Charting the path ahead: Monitoring & Evaluation of Cohesion Policy for the 2021-27 period

Cite as: Dozhdeva V and Fonseca L (2023) Charting the Path Ahead: Monitoring and Evaluation of Cohesion Policy for the 2021-27 Period. IQ-Net Thematic Paper 54(2), European Policies Research Centre Delft

Report to the 54th IQ-Net Conference, 15-17 May 2023, Olsztyn, Warmińsko-Mazurskie, Poland

The 2021-27 CP monitoring and evaluation framework largely builds on previous practice but also introduces some substantial changes compared to 2014-20. In light of the new regulatory obligations and lessons learnt from the past, IQ-Net partners are in the process of setting up monitoring arrangements and defining approaches to evaluation in 2021-27. Adjustments are being introduced to adapt to the new requirements and address weaknesses identified in 2014-20.

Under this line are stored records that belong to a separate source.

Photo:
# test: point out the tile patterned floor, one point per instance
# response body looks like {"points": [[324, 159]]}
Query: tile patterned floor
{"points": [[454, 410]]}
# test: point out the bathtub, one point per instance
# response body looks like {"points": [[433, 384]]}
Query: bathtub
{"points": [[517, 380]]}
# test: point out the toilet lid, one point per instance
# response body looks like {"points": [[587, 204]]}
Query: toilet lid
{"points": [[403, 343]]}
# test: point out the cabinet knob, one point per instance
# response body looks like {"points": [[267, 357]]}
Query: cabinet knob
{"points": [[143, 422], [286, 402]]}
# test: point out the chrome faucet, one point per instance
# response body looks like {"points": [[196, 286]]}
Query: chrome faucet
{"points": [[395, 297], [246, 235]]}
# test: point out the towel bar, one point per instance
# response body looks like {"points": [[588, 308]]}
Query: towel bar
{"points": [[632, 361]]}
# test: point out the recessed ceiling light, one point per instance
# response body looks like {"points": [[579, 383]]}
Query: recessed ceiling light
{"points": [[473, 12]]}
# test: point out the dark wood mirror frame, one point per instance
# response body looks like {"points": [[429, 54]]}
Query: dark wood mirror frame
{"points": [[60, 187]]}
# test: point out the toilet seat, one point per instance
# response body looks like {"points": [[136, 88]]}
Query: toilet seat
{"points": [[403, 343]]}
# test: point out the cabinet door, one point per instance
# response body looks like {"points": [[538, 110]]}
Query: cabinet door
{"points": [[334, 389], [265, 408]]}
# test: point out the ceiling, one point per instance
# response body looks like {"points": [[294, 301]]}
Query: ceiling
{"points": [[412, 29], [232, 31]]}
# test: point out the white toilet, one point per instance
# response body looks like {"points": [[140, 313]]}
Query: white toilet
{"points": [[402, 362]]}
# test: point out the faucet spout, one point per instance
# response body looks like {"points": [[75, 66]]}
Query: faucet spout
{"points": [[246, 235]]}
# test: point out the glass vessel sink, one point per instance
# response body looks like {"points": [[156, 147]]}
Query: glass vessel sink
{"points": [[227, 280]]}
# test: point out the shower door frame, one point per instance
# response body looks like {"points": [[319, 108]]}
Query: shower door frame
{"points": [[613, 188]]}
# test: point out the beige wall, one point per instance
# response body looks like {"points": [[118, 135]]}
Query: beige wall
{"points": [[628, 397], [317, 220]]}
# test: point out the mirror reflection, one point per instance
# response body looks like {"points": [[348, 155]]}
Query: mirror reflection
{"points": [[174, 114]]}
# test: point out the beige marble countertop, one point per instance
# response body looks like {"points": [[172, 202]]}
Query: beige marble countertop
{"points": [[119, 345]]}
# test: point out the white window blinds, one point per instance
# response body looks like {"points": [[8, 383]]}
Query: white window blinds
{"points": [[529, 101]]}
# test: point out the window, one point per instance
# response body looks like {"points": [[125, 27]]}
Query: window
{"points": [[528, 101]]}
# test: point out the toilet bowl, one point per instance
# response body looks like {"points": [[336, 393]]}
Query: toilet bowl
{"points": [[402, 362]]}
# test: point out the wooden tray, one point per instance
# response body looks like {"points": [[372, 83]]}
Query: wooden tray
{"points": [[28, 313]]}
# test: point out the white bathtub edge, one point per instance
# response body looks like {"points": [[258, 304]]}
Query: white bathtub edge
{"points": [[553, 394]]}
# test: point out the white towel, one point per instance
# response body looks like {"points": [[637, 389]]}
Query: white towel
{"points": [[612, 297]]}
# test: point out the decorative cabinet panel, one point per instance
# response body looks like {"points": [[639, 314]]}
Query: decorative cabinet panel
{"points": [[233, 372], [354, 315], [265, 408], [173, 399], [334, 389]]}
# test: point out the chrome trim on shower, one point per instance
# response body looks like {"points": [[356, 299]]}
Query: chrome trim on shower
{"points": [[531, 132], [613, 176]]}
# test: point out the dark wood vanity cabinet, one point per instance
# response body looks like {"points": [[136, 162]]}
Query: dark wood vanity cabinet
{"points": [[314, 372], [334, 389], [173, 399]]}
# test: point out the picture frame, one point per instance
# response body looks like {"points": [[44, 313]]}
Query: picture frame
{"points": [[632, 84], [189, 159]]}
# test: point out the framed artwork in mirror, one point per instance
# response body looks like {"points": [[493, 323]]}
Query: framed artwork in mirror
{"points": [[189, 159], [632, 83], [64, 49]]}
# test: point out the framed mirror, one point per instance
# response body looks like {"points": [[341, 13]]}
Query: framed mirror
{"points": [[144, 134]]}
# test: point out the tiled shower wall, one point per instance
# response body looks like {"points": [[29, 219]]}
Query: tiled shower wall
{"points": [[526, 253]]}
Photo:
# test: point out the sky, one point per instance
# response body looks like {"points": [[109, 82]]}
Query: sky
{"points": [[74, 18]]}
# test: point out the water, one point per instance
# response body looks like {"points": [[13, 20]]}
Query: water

Regarding monitoring, important changes are driven by a revised logic of result indicators and financial categorisation system, along with new requirements around climate tracking and data reporting. Lessons from 2014-20, including around indicator setting, data collection and interpretation, operation of IT systems, and communication of data, are also driving adjustments in 2021-27. These aim to improve definition and consistency of indicators, promote flexibility and interoperability of electronic monitoring systems, enhance coordination in monitoring, and improve data collection, reporting and exploration. Despite these adjustments, challenges remain or are anticipated, particularly around indicator setting, measurement and collection, climate tracking, and data transfer.

With respect to evaluation, the definition of approaches is still ongoing. Based on lessons from the past, IQ-Net programmes envisage introducing changes particularly around: expanding evaluation markets, including greater involvement of academia; developing new methodological approaches; rethinking the scope of evaluations, including through better targeting; revising the timelines, to ensure better balance between ‘too early’ and ‘too late’; and introducing new ways to communicate findings and follow up on recommendations. The new regulatory framework is considered to support simplification and flexibility, but many IQNet managers intend going beyond mandatory requirements, adjusting evaluations to their specific needs and circumstances. Notwithstanding these incremental improvements, many challenges are systemic and persistent – including evaluation culture and capacity, and the use and impact of results.

In light of these difficulties and new obligations, IQ-Net authorities are investing in strengthening M&E capacity, including through training, networking and other capacity-building initiatives. It remains to be seen, though, how effective these measures will be in promoting long-term improvements in M&E processes and outcomes.